High-impact priorities
Within about the next five years, SharedClarity plans to complete its analysis and contracting process for 30 medical devices that West characterizes as "high-tech, high-cost and high-impact, meaning they have an impact on the patient's lifestyle because they are implanted and stay in you." These include stents, defibrillators, pacemakers, knee and hip implants and heart valves. So far, the partners have completed the evaluation process for bare metal cardiac stents, drug-eluting cardiac stents and peripheral arterial stents. They are currently evaluating contrast agents for medical imaging, surgical hernia mesh and cardiac pacemakers and implantable defibrillators, according to information on SharedClarity's website.

For each device category, Shared-Clarity assembles a clinical review team that includes SharedClarity representatives as well as clinicians from each owner health system.

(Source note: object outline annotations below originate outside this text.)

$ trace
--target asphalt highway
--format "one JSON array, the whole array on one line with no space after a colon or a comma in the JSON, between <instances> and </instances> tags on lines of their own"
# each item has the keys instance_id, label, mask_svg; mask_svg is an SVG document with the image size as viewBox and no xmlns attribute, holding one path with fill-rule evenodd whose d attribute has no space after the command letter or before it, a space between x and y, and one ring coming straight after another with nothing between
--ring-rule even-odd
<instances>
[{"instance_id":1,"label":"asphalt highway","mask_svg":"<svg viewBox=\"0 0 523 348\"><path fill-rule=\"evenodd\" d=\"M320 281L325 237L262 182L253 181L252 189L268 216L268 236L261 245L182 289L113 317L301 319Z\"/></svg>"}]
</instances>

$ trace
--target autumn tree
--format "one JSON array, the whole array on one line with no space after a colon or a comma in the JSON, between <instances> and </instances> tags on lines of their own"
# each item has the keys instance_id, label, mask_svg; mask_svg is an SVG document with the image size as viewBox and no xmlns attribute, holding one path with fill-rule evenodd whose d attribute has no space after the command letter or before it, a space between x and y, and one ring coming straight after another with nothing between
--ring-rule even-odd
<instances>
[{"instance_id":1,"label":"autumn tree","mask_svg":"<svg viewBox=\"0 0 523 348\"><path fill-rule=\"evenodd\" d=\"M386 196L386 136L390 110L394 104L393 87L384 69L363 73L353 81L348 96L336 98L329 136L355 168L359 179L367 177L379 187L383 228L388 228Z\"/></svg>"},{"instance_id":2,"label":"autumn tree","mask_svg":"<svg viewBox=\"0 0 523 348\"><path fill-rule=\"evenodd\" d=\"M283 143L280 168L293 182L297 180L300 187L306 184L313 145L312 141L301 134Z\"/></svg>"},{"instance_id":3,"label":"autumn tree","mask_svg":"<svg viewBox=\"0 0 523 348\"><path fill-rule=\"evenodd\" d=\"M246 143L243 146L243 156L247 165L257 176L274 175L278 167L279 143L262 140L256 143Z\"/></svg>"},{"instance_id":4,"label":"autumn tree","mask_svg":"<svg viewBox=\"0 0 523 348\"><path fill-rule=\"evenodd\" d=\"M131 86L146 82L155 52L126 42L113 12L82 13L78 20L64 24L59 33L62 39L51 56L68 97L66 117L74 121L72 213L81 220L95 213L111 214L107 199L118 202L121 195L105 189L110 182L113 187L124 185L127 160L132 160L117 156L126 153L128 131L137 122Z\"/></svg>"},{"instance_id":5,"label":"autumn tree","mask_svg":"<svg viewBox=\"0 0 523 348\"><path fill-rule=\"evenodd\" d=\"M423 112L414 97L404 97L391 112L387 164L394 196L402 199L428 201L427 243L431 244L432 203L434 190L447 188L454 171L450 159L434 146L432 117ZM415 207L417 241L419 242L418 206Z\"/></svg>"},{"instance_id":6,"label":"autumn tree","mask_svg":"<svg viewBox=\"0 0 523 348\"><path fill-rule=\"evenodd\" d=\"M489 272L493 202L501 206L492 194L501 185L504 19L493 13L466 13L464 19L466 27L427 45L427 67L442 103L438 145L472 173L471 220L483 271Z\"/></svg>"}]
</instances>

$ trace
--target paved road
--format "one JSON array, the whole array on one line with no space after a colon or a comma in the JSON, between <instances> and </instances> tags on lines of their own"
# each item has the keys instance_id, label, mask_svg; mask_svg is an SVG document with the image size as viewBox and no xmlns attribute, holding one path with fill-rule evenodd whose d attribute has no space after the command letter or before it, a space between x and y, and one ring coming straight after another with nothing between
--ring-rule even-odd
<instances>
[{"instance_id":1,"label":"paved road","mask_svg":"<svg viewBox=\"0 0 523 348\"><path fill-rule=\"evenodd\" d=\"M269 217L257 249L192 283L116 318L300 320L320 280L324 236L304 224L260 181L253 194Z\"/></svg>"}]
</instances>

By engaging the health care systems' clinicians in a more extensive and standardized review of devices than is typical, SharedClarity will glean practical insights that will inform device comparison, said Lerman.

"We're focusing first on the clinical and comparative effectiveness data — objective data — and the experience and preferences of our experts," the clinicians who implant the devices, Lerman said. "And then we are moving forward and looking at the contracts from a cost standpoint. We're putting the clinical considerations first."

Exhaustive review
The review process is exhaustive. A clinical review team that just completed an evaluation of contrast media used in medical imaging compared 23 brands. Team members read more than 5,000 pages of medical literature, including studies and research from device manufacturers and from academicians funded independently or by manufacturers. It solicited input from clinicians representing six medical disciplines within the owner health systems, according to West.

Once a review team reaches a consensus on the highest value devices in a category, SharedClarity will contract for equipment or products, which could be sourced from multiple manufacturers, according to Lerman. If a review team can't reach consensus, it may recommend that SharedClarity fund an independent study of devices in that category, he said, noting that so far, such an independent study has not been necessary.

West, Roth and Lerman said SharedClarity is too early in its work to share information on cost savings on patient care or on the devices themselves. But, they said, SharedClarity members already are seeing savings achieved on device purchases through contracting.

More importantly, Roth said, "Under health care reform, multiple organizations need to work together, and to create value. This is a great example of a payer and a group of providers tackling an issue of concern to all of us."